Aggregated EMA ratings captured in a random time sampling protocol are the most accurate representation of an individual’s symptom experience for that reporting period and will be treated as the “gold standard” in this study. We recognize that not everyone agrees with this. Some argue that recall ratings capture a meaningful constellation of experience and thoughts that go beyond the aggregate of momentary experience.15 However, while this is plausible, to date there is little empirical evidence to support this.
Three hypotheses are tested to determine the appropriateness of using EOD as a substitute for EMA for two reporting periods: a day and a week. First, we hypothesized that single EOD ratings would correlate highly with average EMA ratings for that day. The second hypothesis was that the average of seven EOD ratings would correlate highly with average EMA ratings for that week, thus providing a good measure of the average symptom level for the week. The third hypothesis was that within-subject correlations across days of average daily EMA and EOD ratings would be at least of moderate size, indicating the ability of EOD ratings to accurately distinguish changes in pain and fatigue/energy levels across days.
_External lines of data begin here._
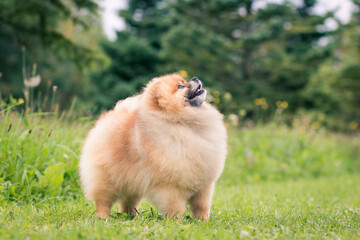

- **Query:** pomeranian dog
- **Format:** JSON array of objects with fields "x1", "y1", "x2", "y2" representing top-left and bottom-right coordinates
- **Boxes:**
[{"x1": 80, "y1": 74, "x2": 227, "y2": 221}]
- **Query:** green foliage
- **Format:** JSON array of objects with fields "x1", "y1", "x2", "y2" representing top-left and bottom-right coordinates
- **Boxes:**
[
  {"x1": 92, "y1": 32, "x2": 159, "y2": 110},
  {"x1": 0, "y1": 176, "x2": 360, "y2": 239},
  {"x1": 0, "y1": 0, "x2": 99, "y2": 107}
]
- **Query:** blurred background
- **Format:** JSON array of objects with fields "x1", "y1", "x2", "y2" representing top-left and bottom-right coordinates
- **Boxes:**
[{"x1": 0, "y1": 0, "x2": 360, "y2": 132}]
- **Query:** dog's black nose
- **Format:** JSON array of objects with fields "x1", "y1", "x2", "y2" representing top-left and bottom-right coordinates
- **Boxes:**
[{"x1": 191, "y1": 77, "x2": 200, "y2": 83}]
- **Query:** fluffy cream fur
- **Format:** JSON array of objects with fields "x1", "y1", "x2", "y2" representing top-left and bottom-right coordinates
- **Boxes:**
[{"x1": 80, "y1": 74, "x2": 227, "y2": 221}]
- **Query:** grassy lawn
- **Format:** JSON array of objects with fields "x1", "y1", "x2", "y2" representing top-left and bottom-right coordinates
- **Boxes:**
[
  {"x1": 0, "y1": 111, "x2": 360, "y2": 239},
  {"x1": 0, "y1": 176, "x2": 360, "y2": 239}
]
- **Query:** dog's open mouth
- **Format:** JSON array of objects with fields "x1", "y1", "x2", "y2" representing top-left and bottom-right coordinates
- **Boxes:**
[{"x1": 189, "y1": 84, "x2": 205, "y2": 100}]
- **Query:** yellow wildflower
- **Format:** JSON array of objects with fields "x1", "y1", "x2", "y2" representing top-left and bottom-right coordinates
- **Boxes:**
[
  {"x1": 311, "y1": 121, "x2": 320, "y2": 129},
  {"x1": 239, "y1": 109, "x2": 246, "y2": 117},
  {"x1": 224, "y1": 92, "x2": 232, "y2": 100},
  {"x1": 261, "y1": 103, "x2": 269, "y2": 110},
  {"x1": 281, "y1": 101, "x2": 289, "y2": 109},
  {"x1": 349, "y1": 121, "x2": 358, "y2": 130},
  {"x1": 254, "y1": 97, "x2": 267, "y2": 106}
]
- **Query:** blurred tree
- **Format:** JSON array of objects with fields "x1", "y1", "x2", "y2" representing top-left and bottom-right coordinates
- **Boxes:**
[
  {"x1": 304, "y1": 0, "x2": 360, "y2": 121},
  {"x1": 93, "y1": 0, "x2": 358, "y2": 125},
  {"x1": 0, "y1": 0, "x2": 98, "y2": 105},
  {"x1": 92, "y1": 0, "x2": 173, "y2": 111}
]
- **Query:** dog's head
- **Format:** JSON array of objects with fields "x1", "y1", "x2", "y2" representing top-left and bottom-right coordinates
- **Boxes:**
[{"x1": 144, "y1": 74, "x2": 206, "y2": 114}]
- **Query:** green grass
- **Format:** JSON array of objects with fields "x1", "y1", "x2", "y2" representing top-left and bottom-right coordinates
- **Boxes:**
[
  {"x1": 0, "y1": 176, "x2": 360, "y2": 239},
  {"x1": 0, "y1": 110, "x2": 360, "y2": 239}
]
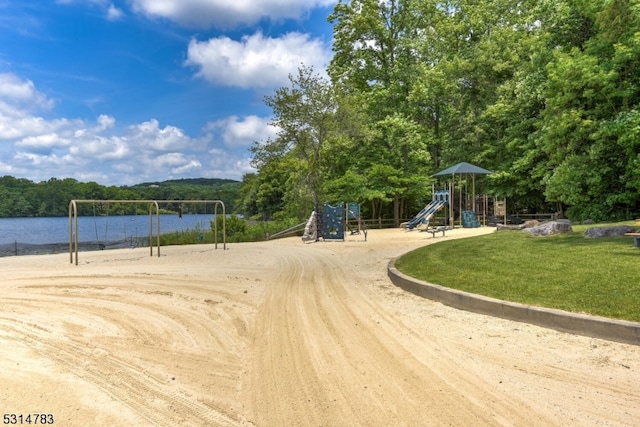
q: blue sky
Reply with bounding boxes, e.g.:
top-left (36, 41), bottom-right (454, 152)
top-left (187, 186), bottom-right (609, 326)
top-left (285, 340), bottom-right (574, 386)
top-left (0, 0), bottom-right (337, 185)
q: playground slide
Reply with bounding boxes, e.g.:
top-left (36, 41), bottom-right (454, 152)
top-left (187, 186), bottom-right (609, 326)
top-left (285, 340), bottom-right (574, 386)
top-left (405, 200), bottom-right (447, 230)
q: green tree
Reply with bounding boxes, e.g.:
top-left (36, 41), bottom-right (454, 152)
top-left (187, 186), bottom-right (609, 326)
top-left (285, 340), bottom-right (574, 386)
top-left (252, 66), bottom-right (337, 221)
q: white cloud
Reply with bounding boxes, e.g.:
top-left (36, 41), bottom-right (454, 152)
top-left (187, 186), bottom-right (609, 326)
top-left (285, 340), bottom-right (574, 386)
top-left (107, 4), bottom-right (124, 21)
top-left (206, 115), bottom-right (278, 147)
top-left (131, 0), bottom-right (337, 29)
top-left (130, 119), bottom-right (191, 151)
top-left (0, 75), bottom-right (277, 185)
top-left (185, 32), bottom-right (330, 88)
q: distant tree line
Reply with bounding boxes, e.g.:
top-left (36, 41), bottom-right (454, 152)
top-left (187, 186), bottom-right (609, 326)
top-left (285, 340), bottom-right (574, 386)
top-left (0, 176), bottom-right (242, 218)
top-left (241, 0), bottom-right (640, 226)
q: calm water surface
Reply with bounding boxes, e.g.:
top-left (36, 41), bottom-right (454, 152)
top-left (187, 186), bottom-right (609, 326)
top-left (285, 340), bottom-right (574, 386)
top-left (0, 215), bottom-right (214, 245)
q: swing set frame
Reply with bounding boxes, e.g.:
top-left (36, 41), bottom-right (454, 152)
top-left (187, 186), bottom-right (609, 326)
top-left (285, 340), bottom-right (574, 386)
top-left (69, 200), bottom-right (227, 265)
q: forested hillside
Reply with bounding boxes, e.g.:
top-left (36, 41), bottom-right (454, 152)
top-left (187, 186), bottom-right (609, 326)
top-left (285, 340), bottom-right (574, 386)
top-left (242, 0), bottom-right (640, 226)
top-left (0, 176), bottom-right (241, 218)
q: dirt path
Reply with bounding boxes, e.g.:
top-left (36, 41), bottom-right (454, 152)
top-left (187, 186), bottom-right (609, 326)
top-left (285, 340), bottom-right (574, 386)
top-left (0, 229), bottom-right (640, 426)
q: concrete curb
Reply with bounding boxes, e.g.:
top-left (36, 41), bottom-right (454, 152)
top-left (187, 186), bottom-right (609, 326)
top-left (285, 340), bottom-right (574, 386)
top-left (387, 259), bottom-right (640, 345)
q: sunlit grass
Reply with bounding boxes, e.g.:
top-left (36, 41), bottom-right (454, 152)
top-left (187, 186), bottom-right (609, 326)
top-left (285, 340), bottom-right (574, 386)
top-left (396, 222), bottom-right (640, 321)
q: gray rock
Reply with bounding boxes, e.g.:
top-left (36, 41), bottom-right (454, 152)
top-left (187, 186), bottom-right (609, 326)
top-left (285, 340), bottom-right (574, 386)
top-left (522, 220), bottom-right (573, 236)
top-left (584, 225), bottom-right (635, 237)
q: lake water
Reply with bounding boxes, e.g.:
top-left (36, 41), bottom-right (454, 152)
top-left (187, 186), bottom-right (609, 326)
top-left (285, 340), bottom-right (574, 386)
top-left (0, 214), bottom-right (214, 245)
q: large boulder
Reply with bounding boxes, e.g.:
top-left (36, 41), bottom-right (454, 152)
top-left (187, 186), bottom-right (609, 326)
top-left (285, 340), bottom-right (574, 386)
top-left (522, 220), bottom-right (573, 236)
top-left (584, 225), bottom-right (635, 237)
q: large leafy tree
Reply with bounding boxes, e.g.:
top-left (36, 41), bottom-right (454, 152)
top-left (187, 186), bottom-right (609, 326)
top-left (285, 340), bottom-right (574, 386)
top-left (538, 0), bottom-right (640, 219)
top-left (329, 0), bottom-right (432, 223)
top-left (252, 65), bottom-right (338, 221)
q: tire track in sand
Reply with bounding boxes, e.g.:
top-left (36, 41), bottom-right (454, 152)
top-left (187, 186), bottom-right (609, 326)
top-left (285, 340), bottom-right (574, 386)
top-left (242, 244), bottom-right (554, 426)
top-left (0, 318), bottom-right (239, 426)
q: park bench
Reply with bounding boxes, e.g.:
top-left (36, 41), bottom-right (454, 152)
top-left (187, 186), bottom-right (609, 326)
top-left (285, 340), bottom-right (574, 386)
top-left (624, 233), bottom-right (640, 248)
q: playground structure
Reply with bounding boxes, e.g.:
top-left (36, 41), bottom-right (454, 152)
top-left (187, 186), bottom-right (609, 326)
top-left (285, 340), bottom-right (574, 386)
top-left (302, 202), bottom-right (367, 242)
top-left (69, 200), bottom-right (227, 265)
top-left (404, 190), bottom-right (449, 230)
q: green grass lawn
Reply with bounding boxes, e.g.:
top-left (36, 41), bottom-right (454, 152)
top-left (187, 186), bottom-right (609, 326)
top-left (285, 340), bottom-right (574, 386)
top-left (396, 223), bottom-right (640, 322)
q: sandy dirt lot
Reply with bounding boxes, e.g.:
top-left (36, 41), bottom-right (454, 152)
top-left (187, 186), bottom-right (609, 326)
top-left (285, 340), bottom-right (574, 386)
top-left (0, 229), bottom-right (640, 427)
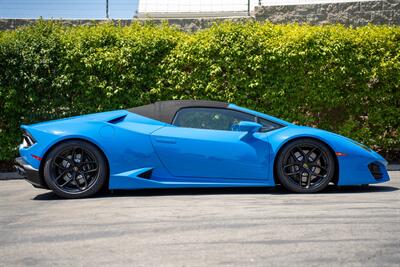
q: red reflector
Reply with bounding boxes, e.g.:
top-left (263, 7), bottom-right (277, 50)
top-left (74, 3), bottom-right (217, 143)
top-left (32, 154), bottom-right (42, 161)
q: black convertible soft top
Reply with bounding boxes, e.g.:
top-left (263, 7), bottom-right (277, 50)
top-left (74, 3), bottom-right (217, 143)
top-left (127, 100), bottom-right (228, 123)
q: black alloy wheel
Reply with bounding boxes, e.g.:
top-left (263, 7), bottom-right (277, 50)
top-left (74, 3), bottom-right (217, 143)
top-left (276, 139), bottom-right (335, 193)
top-left (43, 140), bottom-right (107, 198)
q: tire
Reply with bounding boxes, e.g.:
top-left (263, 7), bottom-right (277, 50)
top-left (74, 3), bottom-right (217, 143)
top-left (275, 138), bottom-right (335, 193)
top-left (43, 140), bottom-right (108, 198)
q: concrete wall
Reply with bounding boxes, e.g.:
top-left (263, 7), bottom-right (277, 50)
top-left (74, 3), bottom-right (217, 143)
top-left (254, 0), bottom-right (400, 26)
top-left (0, 17), bottom-right (254, 31)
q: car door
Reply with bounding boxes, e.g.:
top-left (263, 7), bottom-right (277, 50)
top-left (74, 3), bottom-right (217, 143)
top-left (151, 108), bottom-right (269, 179)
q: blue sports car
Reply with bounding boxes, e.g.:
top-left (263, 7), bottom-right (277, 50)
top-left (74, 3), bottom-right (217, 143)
top-left (16, 100), bottom-right (389, 198)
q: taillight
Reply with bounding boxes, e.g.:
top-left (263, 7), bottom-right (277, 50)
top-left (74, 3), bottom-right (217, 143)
top-left (22, 131), bottom-right (36, 147)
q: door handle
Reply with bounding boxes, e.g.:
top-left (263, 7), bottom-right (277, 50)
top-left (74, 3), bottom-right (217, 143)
top-left (154, 137), bottom-right (176, 144)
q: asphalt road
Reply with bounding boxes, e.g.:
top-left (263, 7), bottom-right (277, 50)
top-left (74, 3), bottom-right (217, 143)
top-left (0, 172), bottom-right (400, 266)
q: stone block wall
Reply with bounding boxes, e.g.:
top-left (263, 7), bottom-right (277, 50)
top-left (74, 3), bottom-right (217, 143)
top-left (254, 0), bottom-right (400, 26)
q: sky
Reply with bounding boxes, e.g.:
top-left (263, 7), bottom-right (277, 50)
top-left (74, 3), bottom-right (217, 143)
top-left (0, 0), bottom-right (139, 19)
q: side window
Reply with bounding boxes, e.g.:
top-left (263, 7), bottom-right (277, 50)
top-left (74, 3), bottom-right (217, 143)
top-left (172, 108), bottom-right (256, 131)
top-left (257, 118), bottom-right (282, 133)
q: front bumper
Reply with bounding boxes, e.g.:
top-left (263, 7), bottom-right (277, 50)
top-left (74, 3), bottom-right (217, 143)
top-left (14, 157), bottom-right (47, 189)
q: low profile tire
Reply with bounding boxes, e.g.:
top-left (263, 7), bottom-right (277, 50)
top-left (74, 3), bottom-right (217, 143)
top-left (275, 138), bottom-right (335, 193)
top-left (43, 140), bottom-right (108, 198)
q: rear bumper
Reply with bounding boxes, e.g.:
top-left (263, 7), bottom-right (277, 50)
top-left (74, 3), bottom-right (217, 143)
top-left (14, 157), bottom-right (47, 189)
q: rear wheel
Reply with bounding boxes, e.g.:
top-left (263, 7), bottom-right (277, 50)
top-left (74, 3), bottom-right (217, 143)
top-left (276, 139), bottom-right (335, 193)
top-left (43, 140), bottom-right (107, 198)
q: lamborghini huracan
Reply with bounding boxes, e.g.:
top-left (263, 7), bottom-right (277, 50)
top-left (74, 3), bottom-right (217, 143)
top-left (15, 100), bottom-right (389, 198)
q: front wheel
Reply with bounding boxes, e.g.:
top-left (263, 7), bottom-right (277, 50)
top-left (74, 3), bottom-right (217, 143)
top-left (43, 140), bottom-right (108, 198)
top-left (276, 139), bottom-right (335, 193)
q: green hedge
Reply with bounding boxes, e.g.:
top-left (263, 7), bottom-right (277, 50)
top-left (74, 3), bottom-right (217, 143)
top-left (0, 21), bottom-right (400, 163)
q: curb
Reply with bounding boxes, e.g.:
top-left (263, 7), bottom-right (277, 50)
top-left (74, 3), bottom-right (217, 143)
top-left (0, 172), bottom-right (24, 180)
top-left (0, 164), bottom-right (400, 181)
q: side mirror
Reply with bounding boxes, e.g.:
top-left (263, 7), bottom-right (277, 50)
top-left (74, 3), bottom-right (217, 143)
top-left (239, 121), bottom-right (262, 134)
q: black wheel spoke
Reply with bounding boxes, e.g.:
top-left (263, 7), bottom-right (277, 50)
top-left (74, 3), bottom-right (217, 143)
top-left (281, 142), bottom-right (333, 190)
top-left (52, 146), bottom-right (100, 193)
top-left (283, 162), bottom-right (301, 169)
top-left (54, 170), bottom-right (67, 182)
top-left (305, 147), bottom-right (317, 161)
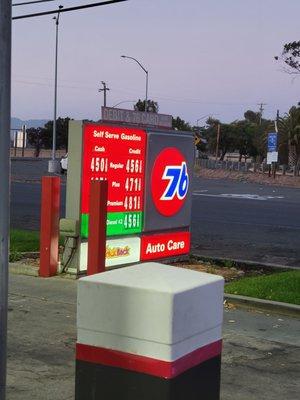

If these hypotheses are supported, then it would suggest that for some applications EOD could replace EMA. A comparison of these results with previous research on the correlations of EMA with traditional 7-day recall ratings will indicate if averaged EOD ratings can provide a more accurate summary of average symptom levels than longer-term recall.
Study participants (N=117) were recruited from two offices of a community rheumatology practice. Patients were required to be available for 30 consecutive days and to satisfy the following eligibility criteria: ≥ 18 years of age; absence of significant sight, hearing, or writing impairment; fluent in English; normal sleep-wake schedule; diagnosed with a chronic rheumatological disease; experienced pain or fatigue in the last week; able to come to the research office two times within a month; and, had not participated in another study using an electronic diary within the last 5 years. The study protocol was approved by the Stony Brook University Institutional Review Board, and patients provided informed consent and were compensated $100 for participation in the study. The data were collected between September 2005 and June 2006.
Telephone screening of 279 patients determined that 86 (31%) were ineligible due to visual or hearing difficulties, inability to hold a pen, atypical sleep-wake schedule, no chronic illness diagnosis, or previous participation in a momentary assessment study. Of 193 eligible patients, 76 (39%) declined participation, and 117 (61%) participated. Eleven patients dropped out of the study, and 1 patient was eliminated from the analysis due to missing data for all 7 days of the analysis, thus the study sample was N=105. The most prevalent diagnoses were osteoarthritis (49%), rheumatoid arthritis (29%), lupus (16%) and fibromyalgia (11%). Participants tended to be female (87%), White (91%), married (65%), and had a mean age of 56 years (range 28-88). Most were high school graduates (96%), with 72% having completed some college (see Table 1).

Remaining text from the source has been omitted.